“全真教屡逢大难,侄儿只是顺势而为,借了先辈的余荫罢了。”
郭靖却摇了摇头,语气十分肯定:“你不用谦虚。”
“全真教那些老道士的脾气我清楚,你能压服他们,让他们乖乖把掌教的位子让出来,靠的绝不是运气。”
他说到这里,眼眶竟微微泛红,声音也有些发哑。
“当年你爹走得早,我一直怕你走上歪路。”
“把你送到终南山,也是为了让你学些正宗道法,修心养性。”
“如今看你有了这般出息,你爹在九泉之下,也该瞑目了。”
杨过直视着郭靖的眼睛,语气坚定地说道:“郭伯父,我爹当年的事,我已经在全真教的卷宗里看过了。”
“是非功过,我不去评判。”
“但我既然姓杨,就不能让杨家的名声一直烂在泥里。”
“全真教掌教这个位子,只是个开始。
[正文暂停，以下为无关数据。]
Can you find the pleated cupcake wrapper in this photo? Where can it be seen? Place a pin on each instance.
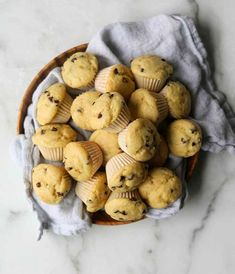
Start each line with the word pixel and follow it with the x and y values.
pixel 116 163
pixel 125 195
pixel 149 83
pixel 101 79
pixel 95 153
pixel 121 122
pixel 63 113
pixel 52 154
pixel 122 140
pixel 162 106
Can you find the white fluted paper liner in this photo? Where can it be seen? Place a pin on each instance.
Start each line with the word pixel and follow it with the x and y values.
pixel 134 194
pixel 149 83
pixel 95 153
pixel 121 122
pixel 63 114
pixel 52 154
pixel 117 162
pixel 162 106
pixel 101 79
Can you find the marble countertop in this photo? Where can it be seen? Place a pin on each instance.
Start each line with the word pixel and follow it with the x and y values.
pixel 200 239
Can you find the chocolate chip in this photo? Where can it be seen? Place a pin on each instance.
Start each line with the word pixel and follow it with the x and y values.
pixel 124 80
pixel 80 110
pixel 115 71
pixel 73 59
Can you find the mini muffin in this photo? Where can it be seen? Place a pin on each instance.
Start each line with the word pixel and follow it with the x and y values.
pixel 116 78
pixel 148 105
pixel 161 188
pixel 79 70
pixel 94 192
pixel 51 140
pixel 53 105
pixel 178 99
pixel 108 143
pixel 81 108
pixel 109 112
pixel 151 72
pixel 160 157
pixel 50 183
pixel 125 206
pixel 124 173
pixel 184 138
pixel 140 139
pixel 82 159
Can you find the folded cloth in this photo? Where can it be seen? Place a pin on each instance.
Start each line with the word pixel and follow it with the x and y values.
pixel 174 38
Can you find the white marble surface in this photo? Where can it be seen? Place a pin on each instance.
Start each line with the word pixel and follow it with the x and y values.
pixel 200 239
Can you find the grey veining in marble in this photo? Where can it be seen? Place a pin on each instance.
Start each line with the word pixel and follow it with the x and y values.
pixel 200 239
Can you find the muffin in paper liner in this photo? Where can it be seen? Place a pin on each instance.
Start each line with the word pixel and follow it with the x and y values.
pixel 124 173
pixel 149 83
pixel 121 122
pixel 94 192
pixel 52 153
pixel 125 206
pixel 63 114
pixel 95 153
pixel 116 78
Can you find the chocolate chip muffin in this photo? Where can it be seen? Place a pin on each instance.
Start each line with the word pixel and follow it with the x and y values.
pixel 140 139
pixel 53 105
pixel 82 107
pixel 108 143
pixel 82 159
pixel 148 105
pixel 79 70
pixel 50 183
pixel 184 138
pixel 94 192
pixel 151 72
pixel 161 188
pixel 125 206
pixel 124 173
pixel 116 78
pixel 178 99
pixel 51 140
pixel 109 112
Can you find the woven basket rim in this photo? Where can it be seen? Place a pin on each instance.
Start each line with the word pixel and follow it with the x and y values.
pixel 100 217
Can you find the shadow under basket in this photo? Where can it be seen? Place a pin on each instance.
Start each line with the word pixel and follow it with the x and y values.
pixel 100 217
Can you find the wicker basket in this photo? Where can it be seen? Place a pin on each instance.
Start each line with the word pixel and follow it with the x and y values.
pixel 99 217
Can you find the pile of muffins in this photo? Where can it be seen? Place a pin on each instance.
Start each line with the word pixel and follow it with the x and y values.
pixel 136 115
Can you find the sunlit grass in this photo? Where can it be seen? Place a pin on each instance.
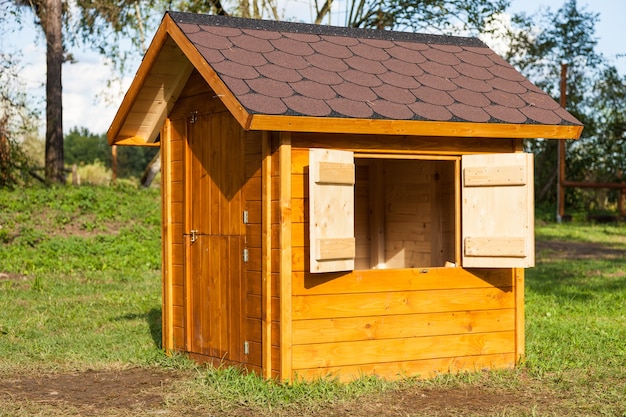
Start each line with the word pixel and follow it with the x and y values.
pixel 81 289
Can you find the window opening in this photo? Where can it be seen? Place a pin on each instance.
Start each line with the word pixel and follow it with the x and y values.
pixel 404 213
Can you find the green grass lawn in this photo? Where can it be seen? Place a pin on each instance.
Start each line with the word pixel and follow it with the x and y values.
pixel 80 290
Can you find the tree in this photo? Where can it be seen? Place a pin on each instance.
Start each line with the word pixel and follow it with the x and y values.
pixel 595 95
pixel 50 17
pixel 17 121
pixel 446 16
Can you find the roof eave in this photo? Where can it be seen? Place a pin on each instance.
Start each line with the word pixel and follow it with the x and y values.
pixel 413 127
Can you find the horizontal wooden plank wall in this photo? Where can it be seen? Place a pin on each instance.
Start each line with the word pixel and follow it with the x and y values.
pixel 394 322
pixel 177 136
pixel 252 200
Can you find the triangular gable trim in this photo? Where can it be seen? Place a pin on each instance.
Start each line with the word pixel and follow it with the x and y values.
pixel 262 122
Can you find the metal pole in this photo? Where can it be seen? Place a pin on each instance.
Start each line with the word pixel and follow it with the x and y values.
pixel 561 154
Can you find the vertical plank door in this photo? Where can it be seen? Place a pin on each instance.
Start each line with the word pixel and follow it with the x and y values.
pixel 214 234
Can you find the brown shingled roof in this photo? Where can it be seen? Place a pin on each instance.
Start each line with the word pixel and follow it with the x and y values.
pixel 278 69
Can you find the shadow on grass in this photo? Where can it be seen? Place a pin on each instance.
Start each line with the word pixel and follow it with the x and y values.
pixel 578 279
pixel 153 318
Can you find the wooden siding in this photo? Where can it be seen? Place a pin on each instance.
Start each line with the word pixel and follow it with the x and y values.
pixel 395 322
pixel 176 187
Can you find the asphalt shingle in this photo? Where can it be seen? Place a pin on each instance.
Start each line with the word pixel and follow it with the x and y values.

”
郭靖闻言,大为震动。
他只觉得眼前的杨过,字字铿锵,极有志气,极有担当!
“好!好!好!”
郭靖激动得连说三个好字,一巴掌拍在自己的大腿上。
两人正说着话,通往后宅的月亮门处,忽然传来一阵细碎的脚步声。
黄蓉穿着一身水绿色的罗裙,手里端着一个托盘,款款走来。
托盘上,放着两盘精致的糕点。
她梳着温婉的妇人发髻,脸上薄施粉黛,依旧是那般端庄秀丽。
杨过站起身,迎着黄蓉走了一步,规规矩矩地行了个礼。
“黄帮主早。”
黄蓉将托盘放在石桌上,淡淡地瞥了杨过一眼,语气平淡道:“杨掌教起得挺早。”
她今天特意换了一身严实的衣裳,领口都扣到了最上面一格。
昨晚被杨过用传音入密调戏了半宿,她一整晚都没睡踏实。
只要一闭上眼,脑子里就全是杨过那些混账话。
郭靖笑着说:“蓉儿,我正和过儿叙旧呢。”
“这孩子长大了,也懂事了,我们郭杨两家,总算是后继有人啊!”
黄蓉挨着郭靖坐下,将一盘桃花酥推到杨过面前。
“过儿既然懂事了,以后在襄阳城里,就得多帮帮你靖哥哥。”
“靖哥哥整日操劳军务,你这做侄儿的,理当替他分忧。”
黄蓉这话,明面上是长辈的勉励,暗地里却是在敲打杨过,让他安分守己,别在帅府里惹是生非。
杨过顺势接了话茬,坐回石凳上。
他直视着黄蓉的眼睛,体内的先天元气暗中运转,将一缕极细的真气,凝成一道密语,精准地送进了黄蓉的耳朵里。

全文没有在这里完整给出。